My thoughts wander back to the metaphorical abundance of the web. It risks becoming the most banal of clichés, and yet as we reach for images, it offers itself in so many ways:
The divine Persons are subsistent relations, and the world, created according to the divine model, is a web of relationships. Creatures tend towards God, and in turn it is proper to every living being to tend towards other things, so that throughout the universe we can find any number of constant and secretly interwoven relationships. (Pope Francis, Laudato Si’, para 240)

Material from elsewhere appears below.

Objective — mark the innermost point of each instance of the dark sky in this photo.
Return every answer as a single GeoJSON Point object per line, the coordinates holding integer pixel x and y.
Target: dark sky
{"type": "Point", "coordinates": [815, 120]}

The cosmos is interaction; life organizes relative information. We are a delicate and complex embroidery in the web of relations of which, as far as we currently understand it, reality is constituted. (Carlo Rovelli, Helgoland, p. 155)
Each of us is now connected through the worldwide web, no matter how strenuously we try to resist it. We tremble on the brink of the unknown, as revolutions in Artificial Intelligence usher in an era for which we are unprepared, for which we can never be prepared, when language spirals out of human control and lays claim to every lie as a fact of life. The web of life risks being consumed by this new and deadly web.
Yet can AI replicate poetry and literature? We can’t ask such questions without asking what it means to speak of the soul, not just as an attribute of the human but as the transcendent sustaining source of all life, all meaning, all futurity.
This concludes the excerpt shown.